A Note on Fake CAPTCHAs
Fake CAPTCHAs have become a central social engineering mechanism across web-based attack chains. These pages mimic familiar interaction models such as “verify you are human,” a simple checkbox, or Cloudflare-style verification banners. Their purpose is to replicate a trusted interaction and condition users to continue without suspicion. Attackers frequently reuse assets such as the Wikimedia reCAPTCHA logo to normalize the lure across compromised properties.
The behavior behind these lures has evolved. Earlier Fake CAPTCHA chains delivered payloads directly after user interaction without involving clipboard manipulation. Newer campaigns use the Copy-Paste Click-Fix model, shifting execution responsibility to the victim. The distinction matters because it changes how defenders detect, contextualize, and respond to these threats.
Fake CAPTCHAs, Click-Fix, and EtherHiding are not inherently linked. Many campaigns use Fake CAPTCHAs without decentralized staging, and many EtherHiding chains do not involve clipboard abuse. The case documented here is notable because it combines decentralized staging, a Fake CAPTCHA lure, and OS-specific Click-Fix execution in one workflow. The convergence reflects increasing sophistication and layered deception.
Censys telemetry shows how widespread these lures have become. Between October 21 and November 20, Censys observed a minimum of 1,403 and a maximum of 1,671 web properties hosting Fake CAPTCHAs, with an average of 1,549 during the period. This dataset spans all varieties, not just EtherHiding. The breadth underscores the importance of monitoring for these lures as a high-signal entry point for early detection.

Understanding this evolution is critical.
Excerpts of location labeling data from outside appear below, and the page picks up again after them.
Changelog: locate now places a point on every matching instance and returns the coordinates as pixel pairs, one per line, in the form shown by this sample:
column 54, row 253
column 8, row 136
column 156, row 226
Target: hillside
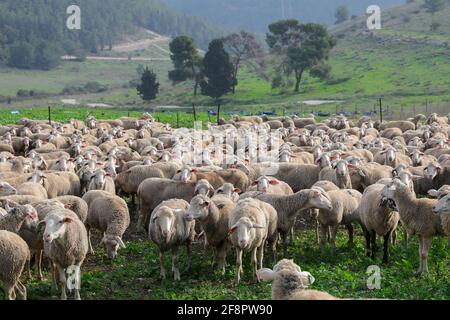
column 33, row 34
column 406, row 63
column 255, row 15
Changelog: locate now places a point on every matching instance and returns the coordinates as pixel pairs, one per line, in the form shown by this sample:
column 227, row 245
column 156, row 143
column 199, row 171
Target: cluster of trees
column 299, row 48
column 33, row 34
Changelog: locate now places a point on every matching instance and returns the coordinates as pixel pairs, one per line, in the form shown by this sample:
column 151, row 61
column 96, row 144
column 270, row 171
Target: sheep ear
column 119, row 240
column 433, row 193
column 232, row 229
column 307, row 278
column 265, row 274
column 40, row 225
column 257, row 226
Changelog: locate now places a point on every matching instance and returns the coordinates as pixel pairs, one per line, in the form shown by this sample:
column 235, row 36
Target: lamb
column 228, row 190
column 58, row 183
column 153, row 191
column 100, row 180
column 338, row 174
column 130, row 180
column 66, row 245
column 417, row 217
column 343, row 206
column 169, row 230
column 14, row 254
column 289, row 206
column 367, row 174
column 17, row 216
column 76, row 204
column 213, row 215
column 376, row 219
column 110, row 215
column 271, row 185
column 217, row 178
column 442, row 208
column 251, row 223
column 289, row 282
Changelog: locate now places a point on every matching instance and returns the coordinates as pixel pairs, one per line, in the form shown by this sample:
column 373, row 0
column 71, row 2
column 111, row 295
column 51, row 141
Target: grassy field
column 135, row 273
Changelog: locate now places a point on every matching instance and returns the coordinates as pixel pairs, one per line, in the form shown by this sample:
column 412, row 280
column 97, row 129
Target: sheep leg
column 161, row 263
column 254, row 254
column 323, row 237
column 394, row 237
column 387, row 237
column 91, row 250
column 238, row 264
column 334, row 231
column 188, row 255
column 39, row 264
column 221, row 257
column 350, row 233
column 10, row 292
column 175, row 270
column 285, row 241
column 374, row 244
column 22, row 290
column 62, row 281
column 367, row 237
column 426, row 244
column 260, row 257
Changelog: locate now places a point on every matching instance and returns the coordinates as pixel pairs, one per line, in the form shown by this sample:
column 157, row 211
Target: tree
column 149, row 87
column 187, row 64
column 218, row 71
column 434, row 6
column 46, row 56
column 300, row 46
column 21, row 56
column 341, row 14
column 243, row 48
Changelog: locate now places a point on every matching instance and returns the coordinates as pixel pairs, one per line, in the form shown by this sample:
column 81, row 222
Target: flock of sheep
column 59, row 181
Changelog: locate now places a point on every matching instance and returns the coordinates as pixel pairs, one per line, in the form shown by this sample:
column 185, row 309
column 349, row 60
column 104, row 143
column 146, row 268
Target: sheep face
column 55, row 227
column 264, row 183
column 431, row 171
column 443, row 205
column 198, row 208
column 165, row 222
column 244, row 231
column 319, row 200
column 6, row 189
column 112, row 245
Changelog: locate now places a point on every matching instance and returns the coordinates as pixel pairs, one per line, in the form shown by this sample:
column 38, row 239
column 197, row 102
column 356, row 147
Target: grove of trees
column 33, row 34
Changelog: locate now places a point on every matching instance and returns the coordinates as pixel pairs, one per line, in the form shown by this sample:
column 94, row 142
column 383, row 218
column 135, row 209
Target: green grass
column 135, row 273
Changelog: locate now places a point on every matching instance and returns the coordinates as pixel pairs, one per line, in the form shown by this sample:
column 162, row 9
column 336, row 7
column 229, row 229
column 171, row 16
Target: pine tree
column 149, row 87
column 218, row 71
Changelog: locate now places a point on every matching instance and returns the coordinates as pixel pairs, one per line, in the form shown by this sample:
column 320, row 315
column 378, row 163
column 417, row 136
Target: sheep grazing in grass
column 289, row 282
column 376, row 219
column 66, row 245
column 169, row 230
column 110, row 215
column 251, row 223
column 16, row 216
column 228, row 190
column 213, row 214
column 14, row 255
column 343, row 206
column 417, row 217
column 288, row 207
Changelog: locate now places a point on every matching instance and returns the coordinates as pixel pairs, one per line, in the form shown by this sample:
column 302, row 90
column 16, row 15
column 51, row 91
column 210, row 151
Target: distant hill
column 256, row 15
column 33, row 33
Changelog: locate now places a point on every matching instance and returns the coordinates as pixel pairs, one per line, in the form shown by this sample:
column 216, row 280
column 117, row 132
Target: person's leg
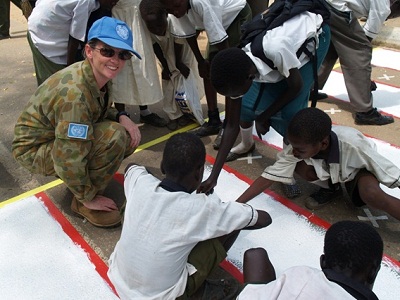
column 257, row 268
column 281, row 120
column 4, row 19
column 371, row 194
column 111, row 145
column 327, row 66
column 234, row 34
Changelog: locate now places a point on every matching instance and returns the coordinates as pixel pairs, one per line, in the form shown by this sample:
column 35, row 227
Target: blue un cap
column 114, row 33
Fake CAPTCHAs will continue to serve as the foundation for multiple attack families, regardless of whether they incorporate decentralized technologies.
Conclusion
EtherHiding represents a clear break from static payload hosting techniques. The model uses smart-contract storage for payload delivery, Fake CAPTCHA overlays for social engineering, and Click-Fix mechanics for execution. Together, these components create an agile and durable attack chain that sits outside many traditional detection boundaries.
Host-level monitoring remains critical. macOS chains exhibit predictable Terminal-driven curl-to-bash execution and LaunchAgent plist creation, while Windows chains rely on MSHTA retrieval linked to clipboard activity. These sequences taper into credential theft and exfiltration.
Network-level detection must adapt to blockchain-oriented patterns. While browser-originated RPC calls may be difficult to catch directly, the presence of large hex-encoded RPC payload logic in injected JavaScript provides a reliable signal. Custom RPC endpoints complicate static filtering, but the supporting behaviors remain identifiable.
Threat hunting should prioritize html bodies containing scripts that reconstruct hex data, import Ethers libraries, or decode Base64 loaders before execution. These sequences rarely appear in legitimate web stacks. Contract queries followed by OS-specific Click-Fix behavior complete the attack chain. After suspected interaction, defenders should enforce MFA and rotate credentials given the prevalence of commodity stealers.
By combining lure-asset searches with Ethers-library detection, defenders can surface EtherHiding chains before payload rotations propagate across the network. The pace of attacker evolution will continue, but the underlying signals remain observable and actionable.